Retail in general is struggling all around the country because its unable to keep up with the prices of online stores like Amazon which gets more than half of the online business in the US. Amazon at its core is a web application so its costs are low compared to brick and mortar stores that have a far more costly set of expenses and more employees they must pay. (Amazon has huge warehouses where much of the work is automated, with complicated stocking tasks done by robots.)

 They are sending messages loud and clear that deliveries in the future will be automated.

Lots of malls are closing down and its not clear what will be done with the huge spaces they once occupied.


Retail had an arc that from my early memories in the early 60's went from warehouse like buildings for large retailers and smaller general stores to department stores that were more upscale to Malls and then Gallerias that were the pinnacle of the brick and mortar retail outlets.  The move to more upscale stores coincided with the increase in buying power of the middle class and spoke of the more upscale expectations the middle class had.  By the late 70's though the middle class were shutout of the gains in productivity they once had and by the early 80's the retail world reached its peak as a lagging indicator.  By the mid 80's Malls were in decline and by the early 90's the move back to discount warehouse outlets was in full swing.  All of this preceded the internet lets remember.

So, as the working class was shutout of the gains in productivity there income expectations began to decline and that decline, lagging the cause by 5+ years, resulted in the working class setting there sights lower for the first time since the Great Depression. 

By the mid 90's the PC had come of age and the Internet was just then becoming something useful and those two things were the final nail in retails coffin.  The smartphone was the hammer that drove the nail in hard.

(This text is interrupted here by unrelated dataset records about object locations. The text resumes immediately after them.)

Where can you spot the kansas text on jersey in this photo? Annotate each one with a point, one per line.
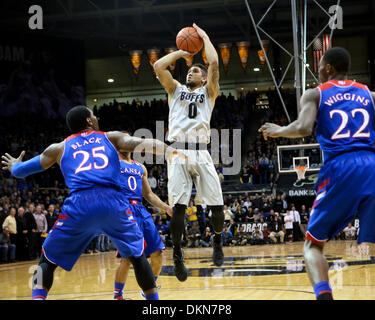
(131, 179)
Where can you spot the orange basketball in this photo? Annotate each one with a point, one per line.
(189, 40)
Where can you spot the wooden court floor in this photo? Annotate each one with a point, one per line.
(266, 272)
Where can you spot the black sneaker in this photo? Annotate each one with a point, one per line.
(179, 267)
(217, 253)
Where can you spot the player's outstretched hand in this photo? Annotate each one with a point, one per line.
(270, 130)
(172, 153)
(200, 31)
(9, 161)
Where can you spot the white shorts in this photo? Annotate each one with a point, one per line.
(198, 169)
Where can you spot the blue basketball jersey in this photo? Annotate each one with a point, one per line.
(345, 120)
(132, 174)
(90, 159)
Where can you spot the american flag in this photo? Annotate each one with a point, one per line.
(317, 53)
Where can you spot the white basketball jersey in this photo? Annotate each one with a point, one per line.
(189, 115)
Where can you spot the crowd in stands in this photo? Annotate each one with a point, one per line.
(30, 207)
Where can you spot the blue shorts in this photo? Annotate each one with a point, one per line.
(86, 214)
(345, 188)
(148, 228)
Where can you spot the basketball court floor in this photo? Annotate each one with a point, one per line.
(264, 272)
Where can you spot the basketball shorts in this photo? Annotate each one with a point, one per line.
(199, 168)
(345, 188)
(147, 226)
(86, 214)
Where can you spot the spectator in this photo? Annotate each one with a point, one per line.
(266, 235)
(228, 214)
(3, 214)
(227, 237)
(206, 238)
(239, 214)
(194, 236)
(232, 227)
(41, 229)
(51, 217)
(257, 215)
(241, 238)
(10, 224)
(247, 203)
(288, 220)
(350, 232)
(256, 237)
(258, 203)
(22, 239)
(276, 228)
(162, 237)
(7, 249)
(245, 176)
(285, 203)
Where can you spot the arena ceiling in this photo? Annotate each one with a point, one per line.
(110, 27)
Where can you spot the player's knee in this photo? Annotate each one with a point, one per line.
(217, 218)
(125, 262)
(143, 273)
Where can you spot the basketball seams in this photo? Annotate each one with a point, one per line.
(188, 38)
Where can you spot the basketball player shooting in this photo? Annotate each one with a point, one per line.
(190, 108)
(344, 113)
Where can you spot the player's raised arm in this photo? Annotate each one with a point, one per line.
(213, 61)
(162, 72)
(123, 142)
(303, 126)
(151, 197)
(22, 169)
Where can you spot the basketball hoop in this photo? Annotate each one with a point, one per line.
(300, 171)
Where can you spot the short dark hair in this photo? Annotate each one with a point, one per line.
(76, 118)
(200, 66)
(339, 58)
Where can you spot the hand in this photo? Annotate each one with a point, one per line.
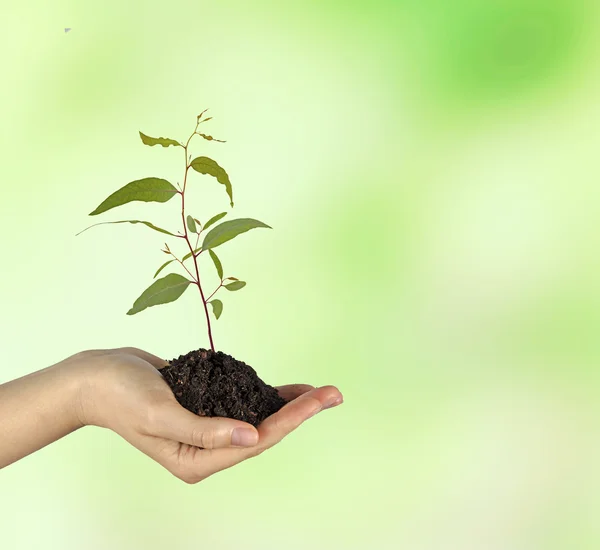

As a child in the early 60's the large retail store we went to, Big Ben if I remember correctly, was a largish warehouse style department store built from a WWII Quonset hut like hangar building and the items were racked much like a Costco is today.  Not long after that my mom got a job at the newly opened Montgomery Wards which was typical of the next step with somewhat more upscale facilities.  By the late 60's we had our first Mall and by the late 70's the first Galleria.  That arc then reversed with the Malls dying a slow death as anchor stores went under and foot traffic slowed and the rise of the big box warehouse style stores like Wal*Mart and Costco grabbing up the working class shoppers while upscale shoppers continued to shop at the boutiques that only they could afford.  Interesting that this arc played out within a single lifetime.  I should add in case someone thinks I grew up in some backwater that I grew up in NY and within 75 minutes of NYC.